Ну, ладно. Тюрьма в Верхнеуральске - с соблюдением всех правил: белье, баня, прогулки. Но и строго. Как-то вызвали на прогулку, - а такой порядок: входит страж, все мгновенно встают, - я окурок второпях не в пепельницу, а рядом положил. И - "Где окурок?! Где окурок?!" Вместо прогулки - трое суток карцера.
А карцер - голая, узкая камера. Сесть некуда - параша с острой крышкой. К стене не прислонишься - иней в ладонь. Часовой в коридоре в валенках, в стеганке, ногами от холода топает. а я в летней форме: рубашка, ботиночки, портянки летние.
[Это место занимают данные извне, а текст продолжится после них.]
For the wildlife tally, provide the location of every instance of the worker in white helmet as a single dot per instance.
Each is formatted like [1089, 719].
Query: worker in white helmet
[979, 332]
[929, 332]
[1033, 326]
Еда - два раза в день: кружка горячей воды и двести граммов хлеба, на второй день еще тарелка супа. Ну, сутки и еще день я пробегал в летней своей форме. Потом кричать начал, в дверь стучать: "Давайте дежурного". Минут через двадцать открывается дверь - и мне ящик из-под винтовок, внутри войлок. Как я туда влез, ума не приложу - голову между коленей и заснул. Просыпаюсь от света: "Где арестованный?" Прожектором в нос: "Не смейте залезать в ящик!" Телогрейку кинули.
Из карцера - в больницу. Нет, не воспаление - бронхит какой-то ужасный. в больничных камерах по одному человеку. Врач. Медсестра приходит: уколы делает, банки ставит. Разговаривать нельзя - ни одного слова с медсестрой или часовым. Медсестра молоденькая, года двадцать два, не больше. Ни улыбки, ни взгляда. Однажды, как всегда, пришла, дала таблетки. "Принесите, - сказала часовому, - банки, я забыла". Он прогрохотал по коридору. Распахнула она халат, - а на ней ничего, нагишом, - и ко мне. Господи, три года не видеть женщины - так меня еще никто не одарял. Синяков, наверное, ей наставил. а она слушает: шаги - и выскочила из-под одеяла. я вроде как не в себе. а она: "Повернитесь спиной" - поставила банки. а на следующий день меня выписали.
И все. Сколько лет берег я это в себе - святое. Что это было? Не знаю. Физиология? Но уж очень большой риск. Авантюризм? Патология? Месть? Сострадание? Не знаю. Не знаю.
В пятьдесят шестом ездил, искал. Никаких следов.